We’re not using the technology in search of a solution, as Foley laments. We independently realized that our quest could use a new technology platform to solve problems that were previously unsolvable. I appreciate any skepticism, especially from people who are fellow travelers and share our mission to reverse climate change, but along with understanding the origins of blockchains with Bitcoin, there are a few key nuances to grasp when it comes understanding the future energy usage of cryptocurrencies and blockchains.
We discussed many of these nuances on a podcast that we recently recorded with Nori’s principal blockchain architect, Jaycen Horton.
Not all blockchains use proof of work
Just like discovering fire was our first way to make light, PoW is the first consensus algorithm for a blockchain to secure data. There will always be fire, but humankind will discover new and better ways of making light. In the world of blockchain, the quest will be driven by lower energy costs, more decentralization, and greater efficiency.

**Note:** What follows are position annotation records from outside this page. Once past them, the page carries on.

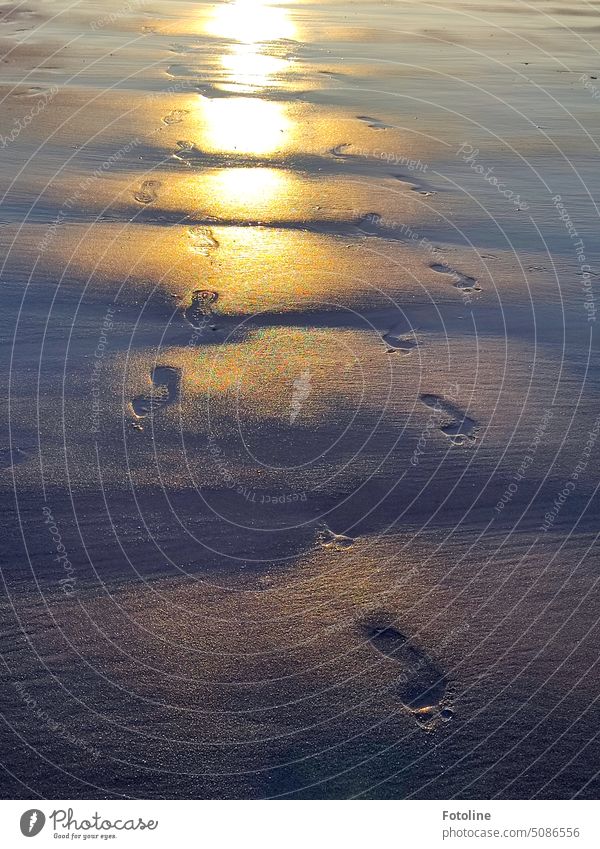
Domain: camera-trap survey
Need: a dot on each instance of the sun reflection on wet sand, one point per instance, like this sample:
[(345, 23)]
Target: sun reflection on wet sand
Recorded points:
[(244, 125), (251, 22), (249, 69), (249, 125)]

“Side chains” have emerged on the Bitcoin and Ethereum network using Proof of Authority (PoA). This allows pre-selected nodes to run a chain, using about the equivalent energy of a light bulb, or 78 watts. When blockchains use PoA, they become permissioned, meaning that not just anyone can become a node. Hyperledger is a good example of a permissioned blockchain that uses PoA and has been advanced by companies like IBM. For specific instances where there is sensitive data between several parties involved that requires smart contracts, this is a viable option, but oftentimes, the same value provided by PoA could be provided by a simple database. It’s worth noting that PoA doesn’t provide the benefits of decentralization from public blockchains.
Proof of Stake (PoS) is the best current option for a public blockchain to dramatically reduce its energy usage. Ethereum, which consumes between a 25–50% of the energy Bitcoin does, is currently transitioning from PoW to PoS. PoS works by validators (a type of node) becoming virtual miners without consuming significant energy. The validators will have to lock up some of their coins as stake. After that, they will start validating the blocks. When they discover a block which they think can be added to the chain, they will validate it by placing a bet on it. If the block gets appended, then the randomly selected validators will get a reward proportionate to their bets. If they cheat, or collude, they lose their “bet.”
It’s also important to note that not all cryptocurrencies need to be mined nor need to use their own blockchain. In Nori’s case, we are pre-minting 500 million NORI tokens on the Ethereum network which will record NORI transactions and the retirement of Carbon Removal Certificates.
There are cheaper ways to store data on a blockchain
Energy is also consumed from storing data on the blockchain. If someone wants to transact directly on a blockchain, energy costs can rise quickly. State channels are one example where transaction costs can be kept low. Multiple transactions between parties can occur that are consolidated and recorded and then recorded onto a block. It’s sort of like closing up a bar tab at the end of a night — or week. This is embodied in lightning networks which can enable instant contracts and payments. When it’s time to close the tab, transactions are then added on to the block.
All in all, the value of storing trusted data and creating new incentive structures make the development of blockchain technology—and its use for pro-social or environmental outcomes—worthwhile. Imagine, for a moment, that there is a cryptocurrency that represents the amount that buyers are willing to pay to take carbon dioxide back out of the atmosphere. If you can remove carbon dioxide from the atmosphere, you could earn one of them. Wouldn’t that be a future you’d want to live in? That’s what we do, and that’s why we’re excited about the future of blockchain and the good it can do for the world.